BEST POLITICAL PROTEST
Dignity March
Precipitated by a wave of anti-immigrant hysteria, the peaceful April 9, 2006, march (which happened only days after the publication of last year’s Best of Utah issue) filled State Street with thousands of Latinos and sympathizers—and a few indignant Minutemen. The fact that the self-described “silent majority” of anti-immigrant people were outnumbered 66 to 1 didn’t seem to faze them, but it did show that Latinos in Utah are a political force to be contended with—especially if get-out-the-vote efforts by organizers like Tony Yapias prove successful.
BEST CONSTRUCTION-WORKER HUMOR
EnergySolutions Arena sign
Like Rome, the EnergySolutions Arena sign wasn’t built in a day. While changing it over from the old Delta Center sign, workers made it halfway through the middle word before punching the clock and going home for the day, having painstakingly placed the letters S, L, U and T in the word “Solutions.” Inspiring dozens of cell-phone photographers, the gesture obviously was a loving tribute to S(alt) L(ake) C(ity), UT(ah) … or was it?
BEST POLITICAL JOKE Readers’ Choice
Sen. Chris Buttars, R-West Jordan
You pretty much know any politician, not just a minor lawmaker in Utah, has touched bottom—excuse the pun—when he starts bothering himself about what consenting adults do to each other’s, ahem, anuses. True, Sen.

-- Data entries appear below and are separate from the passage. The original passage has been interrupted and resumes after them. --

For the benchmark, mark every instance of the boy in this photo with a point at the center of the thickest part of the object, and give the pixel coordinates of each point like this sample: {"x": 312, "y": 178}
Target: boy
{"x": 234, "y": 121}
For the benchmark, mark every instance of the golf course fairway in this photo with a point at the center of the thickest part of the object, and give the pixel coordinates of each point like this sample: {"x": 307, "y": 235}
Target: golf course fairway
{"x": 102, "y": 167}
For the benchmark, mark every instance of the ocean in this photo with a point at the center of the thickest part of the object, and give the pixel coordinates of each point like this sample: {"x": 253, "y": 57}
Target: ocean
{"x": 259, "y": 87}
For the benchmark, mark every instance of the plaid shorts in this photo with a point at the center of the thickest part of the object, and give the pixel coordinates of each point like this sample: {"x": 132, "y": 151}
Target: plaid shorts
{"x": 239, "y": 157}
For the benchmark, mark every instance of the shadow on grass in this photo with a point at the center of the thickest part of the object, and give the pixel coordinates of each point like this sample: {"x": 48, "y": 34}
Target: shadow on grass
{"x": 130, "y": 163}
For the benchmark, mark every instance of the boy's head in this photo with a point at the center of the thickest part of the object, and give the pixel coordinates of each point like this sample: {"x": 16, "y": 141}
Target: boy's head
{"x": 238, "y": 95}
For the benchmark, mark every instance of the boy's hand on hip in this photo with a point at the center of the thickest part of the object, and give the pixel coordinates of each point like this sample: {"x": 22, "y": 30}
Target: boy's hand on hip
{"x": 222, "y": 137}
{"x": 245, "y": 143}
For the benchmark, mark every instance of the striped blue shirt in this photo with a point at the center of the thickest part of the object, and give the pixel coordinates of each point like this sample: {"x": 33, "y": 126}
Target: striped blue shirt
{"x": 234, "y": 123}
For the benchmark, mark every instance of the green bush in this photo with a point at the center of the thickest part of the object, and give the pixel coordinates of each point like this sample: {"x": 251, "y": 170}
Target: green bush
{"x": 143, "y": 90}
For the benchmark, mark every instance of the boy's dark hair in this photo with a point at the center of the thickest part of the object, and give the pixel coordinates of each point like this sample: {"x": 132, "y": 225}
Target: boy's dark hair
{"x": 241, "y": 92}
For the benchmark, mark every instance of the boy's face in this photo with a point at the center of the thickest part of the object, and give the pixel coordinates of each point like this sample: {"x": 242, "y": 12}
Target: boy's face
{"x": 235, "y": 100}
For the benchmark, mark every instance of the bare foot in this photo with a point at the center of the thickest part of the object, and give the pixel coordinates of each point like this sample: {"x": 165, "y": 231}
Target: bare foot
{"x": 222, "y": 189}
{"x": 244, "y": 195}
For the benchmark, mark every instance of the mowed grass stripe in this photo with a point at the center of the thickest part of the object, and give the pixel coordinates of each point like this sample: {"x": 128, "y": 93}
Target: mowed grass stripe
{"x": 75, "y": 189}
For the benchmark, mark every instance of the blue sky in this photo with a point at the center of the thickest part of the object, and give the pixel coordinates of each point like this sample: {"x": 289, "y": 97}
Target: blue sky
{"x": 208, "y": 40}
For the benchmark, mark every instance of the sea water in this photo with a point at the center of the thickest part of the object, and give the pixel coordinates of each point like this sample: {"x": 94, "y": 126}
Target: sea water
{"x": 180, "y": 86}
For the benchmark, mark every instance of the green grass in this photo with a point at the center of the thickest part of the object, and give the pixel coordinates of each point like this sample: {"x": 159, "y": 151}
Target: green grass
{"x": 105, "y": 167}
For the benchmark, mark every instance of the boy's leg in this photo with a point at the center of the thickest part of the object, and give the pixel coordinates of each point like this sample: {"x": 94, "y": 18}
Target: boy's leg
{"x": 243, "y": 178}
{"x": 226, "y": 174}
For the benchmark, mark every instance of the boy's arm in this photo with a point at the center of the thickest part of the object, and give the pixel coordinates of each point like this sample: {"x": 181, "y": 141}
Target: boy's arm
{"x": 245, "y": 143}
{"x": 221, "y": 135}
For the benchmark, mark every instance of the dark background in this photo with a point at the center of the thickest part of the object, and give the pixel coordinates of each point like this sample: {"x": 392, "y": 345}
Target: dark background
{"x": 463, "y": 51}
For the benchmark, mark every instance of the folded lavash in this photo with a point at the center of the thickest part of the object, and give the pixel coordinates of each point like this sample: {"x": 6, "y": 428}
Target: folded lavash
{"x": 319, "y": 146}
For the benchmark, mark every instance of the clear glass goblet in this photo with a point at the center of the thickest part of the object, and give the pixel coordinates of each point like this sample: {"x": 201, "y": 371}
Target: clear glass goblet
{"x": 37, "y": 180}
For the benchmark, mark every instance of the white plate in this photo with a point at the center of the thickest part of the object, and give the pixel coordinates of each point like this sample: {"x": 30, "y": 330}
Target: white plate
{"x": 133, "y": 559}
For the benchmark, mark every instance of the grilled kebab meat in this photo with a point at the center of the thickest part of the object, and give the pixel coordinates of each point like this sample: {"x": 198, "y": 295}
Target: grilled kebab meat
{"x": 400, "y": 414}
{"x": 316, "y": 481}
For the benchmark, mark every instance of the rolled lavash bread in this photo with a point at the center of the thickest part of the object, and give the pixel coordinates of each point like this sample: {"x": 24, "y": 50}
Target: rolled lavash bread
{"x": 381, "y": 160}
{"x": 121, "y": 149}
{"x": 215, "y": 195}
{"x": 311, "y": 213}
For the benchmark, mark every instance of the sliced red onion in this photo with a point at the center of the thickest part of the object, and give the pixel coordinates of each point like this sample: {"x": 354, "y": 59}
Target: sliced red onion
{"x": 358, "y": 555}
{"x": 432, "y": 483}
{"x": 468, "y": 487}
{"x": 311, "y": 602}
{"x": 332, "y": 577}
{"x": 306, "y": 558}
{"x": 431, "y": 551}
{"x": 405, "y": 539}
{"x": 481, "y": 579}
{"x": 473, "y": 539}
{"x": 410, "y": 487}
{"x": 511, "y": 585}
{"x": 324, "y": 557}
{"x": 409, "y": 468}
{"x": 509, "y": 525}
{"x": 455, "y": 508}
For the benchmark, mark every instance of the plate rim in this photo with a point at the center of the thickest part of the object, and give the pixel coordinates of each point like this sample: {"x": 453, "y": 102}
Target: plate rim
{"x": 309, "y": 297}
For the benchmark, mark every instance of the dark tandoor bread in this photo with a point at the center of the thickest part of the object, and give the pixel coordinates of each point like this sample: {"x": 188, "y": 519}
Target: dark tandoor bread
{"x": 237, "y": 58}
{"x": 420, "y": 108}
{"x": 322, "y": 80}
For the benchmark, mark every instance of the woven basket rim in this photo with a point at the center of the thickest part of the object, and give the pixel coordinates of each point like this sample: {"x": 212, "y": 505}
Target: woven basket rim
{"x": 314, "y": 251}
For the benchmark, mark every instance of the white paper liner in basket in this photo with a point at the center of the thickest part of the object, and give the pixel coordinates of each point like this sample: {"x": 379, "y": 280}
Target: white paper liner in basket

Chris Buttars wasn’t first to raise the topic of Utah’s sodomy law, already unconstitutional since a 2003 ruling by the U.S. Supreme Court. That was raised by Sen. Scott McCoy, someone Buttars once affectionately called “the gay.” But the fact that Buttars would join other state lawmakers in blocking a public hearing of McCoy’s bill to remove sodomy laws from the books reveals his silly nature. This is, lest we forget, a man who likened evolutionary theory to cats, dogs and the “dat.”